Picture Source: Internet

India is setting up a Rs 33,000 crore ($4 billion) fund to provide liquidity to its corporate debt markets in times of stress, an SBI mutual fund executive told Reuters, to help stem panic selling and ease Redemption pressure.

The government will finance 90% of the fund, and asset managers will contribute the rest, said D.P. Singh, vice president.

SBI Mutual Funds, a unit of State Bank of India, India’s largest state lender, manages the backing fund first proposed by the Securities and Exchange Board of India (SEBI) in 2020 after a high-profile default that rocked the domestic bond market.

In times of stress, backing funds can go into the market to buy relatively illiquid investment-grade bonds.

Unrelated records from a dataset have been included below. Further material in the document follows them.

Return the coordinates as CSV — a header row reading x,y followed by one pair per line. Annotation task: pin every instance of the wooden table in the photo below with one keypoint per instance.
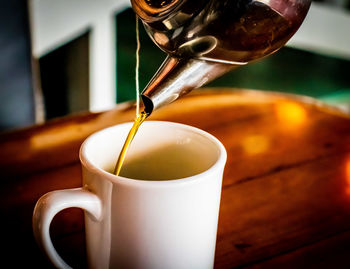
x,y
286,189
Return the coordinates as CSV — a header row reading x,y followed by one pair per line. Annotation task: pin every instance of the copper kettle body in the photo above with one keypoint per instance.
x,y
204,39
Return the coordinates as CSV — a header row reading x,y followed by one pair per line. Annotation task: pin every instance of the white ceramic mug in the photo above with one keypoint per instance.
x,y
133,223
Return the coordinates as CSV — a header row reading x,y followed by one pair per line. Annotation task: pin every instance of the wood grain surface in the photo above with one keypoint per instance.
x,y
286,190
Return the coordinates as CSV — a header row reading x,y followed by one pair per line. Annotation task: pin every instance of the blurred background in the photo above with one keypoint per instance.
x,y
59,58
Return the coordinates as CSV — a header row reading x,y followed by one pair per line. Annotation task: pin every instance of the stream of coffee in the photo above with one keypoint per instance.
x,y
138,121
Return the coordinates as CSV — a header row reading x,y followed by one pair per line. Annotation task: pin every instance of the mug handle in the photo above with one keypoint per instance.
x,y
53,202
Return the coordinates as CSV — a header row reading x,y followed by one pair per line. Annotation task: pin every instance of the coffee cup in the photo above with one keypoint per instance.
x,y
160,212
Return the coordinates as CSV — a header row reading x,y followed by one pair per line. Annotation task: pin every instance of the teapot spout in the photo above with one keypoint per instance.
x,y
178,76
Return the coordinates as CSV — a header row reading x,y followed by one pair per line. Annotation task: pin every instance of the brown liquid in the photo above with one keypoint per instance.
x,y
138,121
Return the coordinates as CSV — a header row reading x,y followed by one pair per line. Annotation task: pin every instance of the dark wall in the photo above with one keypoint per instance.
x,y
16,90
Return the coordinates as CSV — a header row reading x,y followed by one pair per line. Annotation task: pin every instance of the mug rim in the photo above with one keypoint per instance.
x,y
221,160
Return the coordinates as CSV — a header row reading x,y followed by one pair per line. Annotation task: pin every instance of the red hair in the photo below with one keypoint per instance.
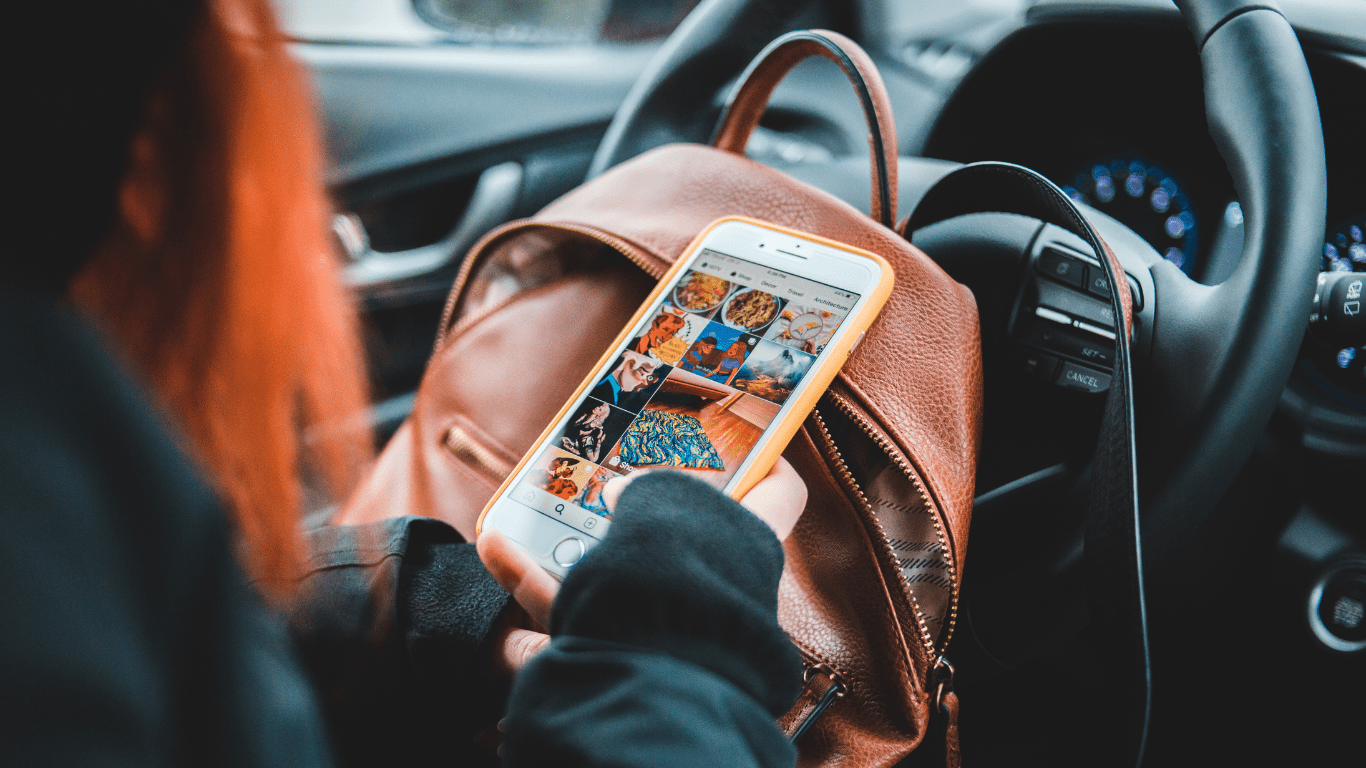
x,y
220,284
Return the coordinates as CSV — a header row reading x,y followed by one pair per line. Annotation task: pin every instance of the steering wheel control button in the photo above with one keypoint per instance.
x,y
1097,283
1062,267
1096,330
1033,362
1337,313
1051,314
1075,304
1079,377
1071,343
1337,608
1135,293
568,552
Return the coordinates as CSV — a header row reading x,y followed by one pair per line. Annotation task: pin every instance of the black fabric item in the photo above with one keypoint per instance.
x,y
127,633
395,627
667,647
79,75
1113,555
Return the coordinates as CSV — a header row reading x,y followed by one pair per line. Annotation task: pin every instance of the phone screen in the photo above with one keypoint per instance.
x,y
694,388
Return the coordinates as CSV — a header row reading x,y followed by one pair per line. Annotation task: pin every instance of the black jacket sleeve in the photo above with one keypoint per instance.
x,y
127,633
667,648
394,622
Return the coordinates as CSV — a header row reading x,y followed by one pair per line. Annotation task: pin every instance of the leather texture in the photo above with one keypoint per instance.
x,y
538,302
757,84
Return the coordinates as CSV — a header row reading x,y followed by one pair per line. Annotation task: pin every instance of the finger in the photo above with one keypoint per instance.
x,y
527,582
517,647
614,488
777,499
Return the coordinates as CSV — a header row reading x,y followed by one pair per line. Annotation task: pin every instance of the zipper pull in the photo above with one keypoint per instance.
x,y
823,688
945,704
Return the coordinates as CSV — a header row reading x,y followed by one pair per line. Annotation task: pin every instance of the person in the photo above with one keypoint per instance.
x,y
663,328
586,435
732,360
702,357
630,384
170,334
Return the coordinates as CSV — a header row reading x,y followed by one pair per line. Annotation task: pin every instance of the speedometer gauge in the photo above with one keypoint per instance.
x,y
1146,198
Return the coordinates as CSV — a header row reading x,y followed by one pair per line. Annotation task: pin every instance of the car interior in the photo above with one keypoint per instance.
x,y
1250,399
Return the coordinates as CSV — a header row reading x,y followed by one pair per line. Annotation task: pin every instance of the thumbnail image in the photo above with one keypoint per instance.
x,y
593,429
719,353
630,381
592,496
560,473
670,334
700,294
694,425
772,372
803,327
750,309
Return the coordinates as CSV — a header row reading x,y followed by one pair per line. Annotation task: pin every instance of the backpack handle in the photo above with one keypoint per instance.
x,y
751,94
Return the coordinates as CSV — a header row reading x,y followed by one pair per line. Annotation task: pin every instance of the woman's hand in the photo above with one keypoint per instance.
x,y
777,500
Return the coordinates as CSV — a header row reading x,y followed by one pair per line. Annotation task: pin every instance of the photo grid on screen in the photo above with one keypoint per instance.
x,y
697,386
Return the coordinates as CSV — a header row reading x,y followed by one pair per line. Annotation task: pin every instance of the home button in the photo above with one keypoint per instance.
x,y
568,552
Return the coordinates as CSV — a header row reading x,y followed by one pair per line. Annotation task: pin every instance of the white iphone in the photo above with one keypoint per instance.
x,y
712,377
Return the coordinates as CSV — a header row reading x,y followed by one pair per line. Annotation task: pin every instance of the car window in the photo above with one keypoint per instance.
x,y
489,22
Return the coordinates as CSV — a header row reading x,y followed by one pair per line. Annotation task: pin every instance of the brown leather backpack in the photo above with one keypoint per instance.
x,y
873,571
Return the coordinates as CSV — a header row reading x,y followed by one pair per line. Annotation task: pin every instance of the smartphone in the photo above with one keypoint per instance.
x,y
712,377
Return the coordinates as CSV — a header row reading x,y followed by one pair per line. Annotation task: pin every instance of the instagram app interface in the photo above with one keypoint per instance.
x,y
693,390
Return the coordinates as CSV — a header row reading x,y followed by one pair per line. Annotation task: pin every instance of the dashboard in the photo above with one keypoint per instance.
x,y
1141,152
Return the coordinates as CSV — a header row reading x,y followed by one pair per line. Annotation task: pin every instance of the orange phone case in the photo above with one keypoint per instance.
x,y
818,379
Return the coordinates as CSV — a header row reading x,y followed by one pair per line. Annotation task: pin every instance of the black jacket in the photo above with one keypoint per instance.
x,y
129,636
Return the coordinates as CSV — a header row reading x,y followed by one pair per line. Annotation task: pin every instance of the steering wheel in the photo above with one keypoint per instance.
x,y
1216,358
1219,355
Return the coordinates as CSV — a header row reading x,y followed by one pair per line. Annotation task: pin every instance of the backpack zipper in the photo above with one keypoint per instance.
x,y
653,264
842,403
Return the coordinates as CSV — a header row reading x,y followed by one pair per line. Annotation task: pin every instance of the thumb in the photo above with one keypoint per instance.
x,y
517,647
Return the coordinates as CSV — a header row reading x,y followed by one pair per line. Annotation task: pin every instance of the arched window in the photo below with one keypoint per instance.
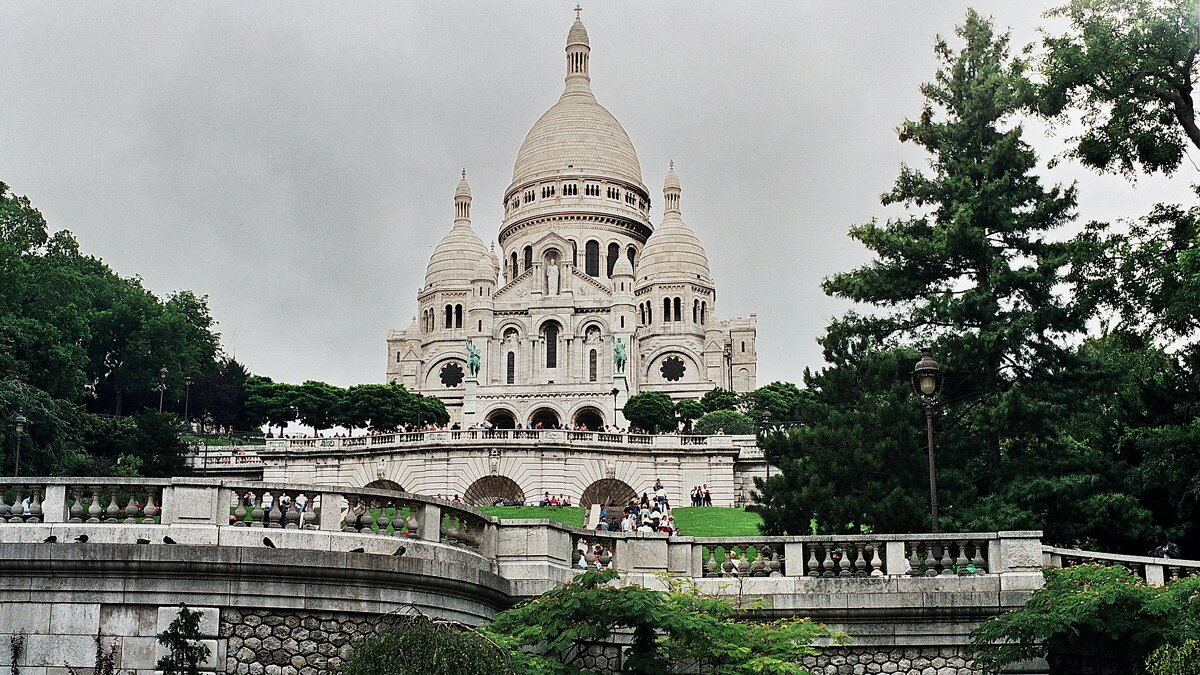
x,y
592,258
551,334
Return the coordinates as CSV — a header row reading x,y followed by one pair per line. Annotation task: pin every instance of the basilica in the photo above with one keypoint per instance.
x,y
586,302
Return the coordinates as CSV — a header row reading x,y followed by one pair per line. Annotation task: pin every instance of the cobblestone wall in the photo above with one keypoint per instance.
x,y
912,661
287,643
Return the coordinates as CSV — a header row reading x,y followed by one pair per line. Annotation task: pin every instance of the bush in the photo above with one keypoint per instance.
x,y
420,645
731,422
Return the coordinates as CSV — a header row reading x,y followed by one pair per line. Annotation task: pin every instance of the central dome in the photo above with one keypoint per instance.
x,y
577,135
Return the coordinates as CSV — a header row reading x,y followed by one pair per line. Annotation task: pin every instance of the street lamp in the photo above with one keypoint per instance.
x,y
18,426
927,383
187,400
162,384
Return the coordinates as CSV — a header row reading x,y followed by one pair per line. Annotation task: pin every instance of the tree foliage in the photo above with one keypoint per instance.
x,y
671,629
418,645
651,411
1128,66
1101,614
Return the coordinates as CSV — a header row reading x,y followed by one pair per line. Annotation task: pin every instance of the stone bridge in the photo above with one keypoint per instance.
x,y
289,575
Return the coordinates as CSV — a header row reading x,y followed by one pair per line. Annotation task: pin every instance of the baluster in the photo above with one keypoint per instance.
x,y
35,505
961,561
876,560
947,562
292,518
257,514
239,513
77,509
979,561
18,505
5,509
397,520
930,561
913,559
113,511
94,508
828,562
151,509
131,509
811,565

Franklin Templeton India’s move to halt redemptions by six debt funds in April 2020 underscores the need for buyers and sellers of last resort in corporate bonds as investors withdraw funds and fund houses cannot sell their bond investments in the market.

Finance Minister Nirmala Sitharaman announced last year that the government had accepted SEBI’s proposal for the fund but gave no details.

The fund will be operational within three months, a person familiar with the plans told Reuters.

The people said the fund is small relative to India’s Rs 39 trillion ($471 billion) corporate bond market, but its size could increase later.